Examples of not-fully-specified:
- the synchronisation semantics of field-like events; this is explicitly open to implementations in the ecma spec; it is stricty defined in the MS spec, but uses a different version in c# 4.0 which does not yet appear in the formal spec, IIRC
Expression
construction (from lambdas); is simply "defined elsewhere" (actually, it isn't)
Examples of implementation extensions:
- P/Invoke
- COM interface handling (i.e. how you can call
new
on an interface)
So no: it is not guarantees to have the same IL, either between csc or [g]mcs - but even between different versions of csc.

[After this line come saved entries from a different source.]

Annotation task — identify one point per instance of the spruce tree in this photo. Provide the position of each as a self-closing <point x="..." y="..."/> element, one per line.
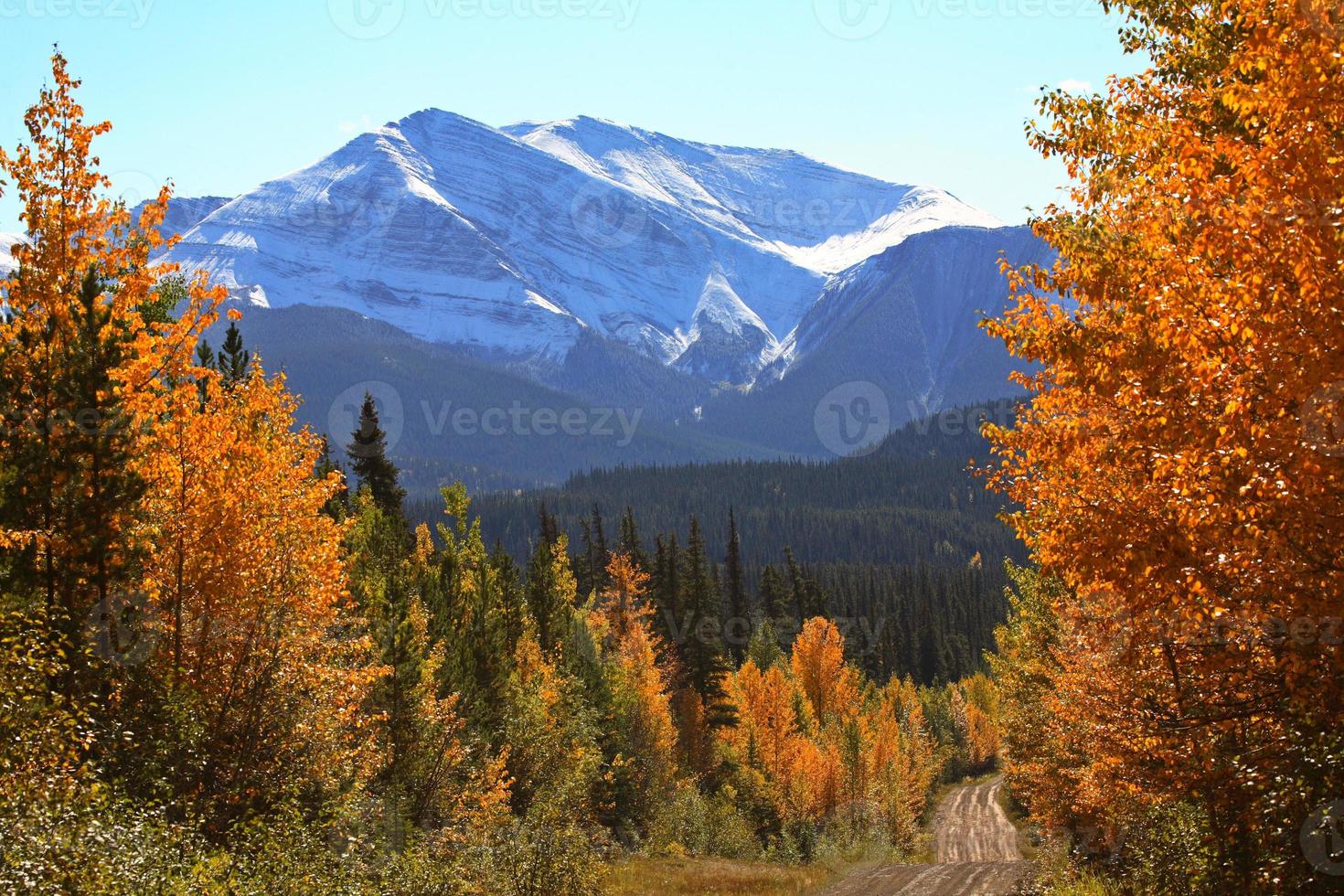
<point x="368" y="457"/>
<point x="797" y="584"/>
<point x="335" y="507"/>
<point x="773" y="594"/>
<point x="702" y="649"/>
<point x="737" y="587"/>
<point x="234" y="360"/>
<point x="631" y="544"/>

Even more: depending on debug settings, optimizations being enabled or not, and some compilation constants being defined (such as DEBUG or TRACE), the same compiler will generate different code.
回答2:
I'm sure they don't produce the same IL from the same sourcecode. Even different versions of the MS C# compiler don't.
The optimizer will work differently and create slightly different code.
I expect larger differences in the implementation of complex features such as iterators, local variable captured for lamdas,...
Then there are arbitrary compiler generated names, for example for anonymous types. No reason why they should use the same naming scheme for them.
I wouldn't be surprised if there was some assembly metadata containing the name and version of your compiler too.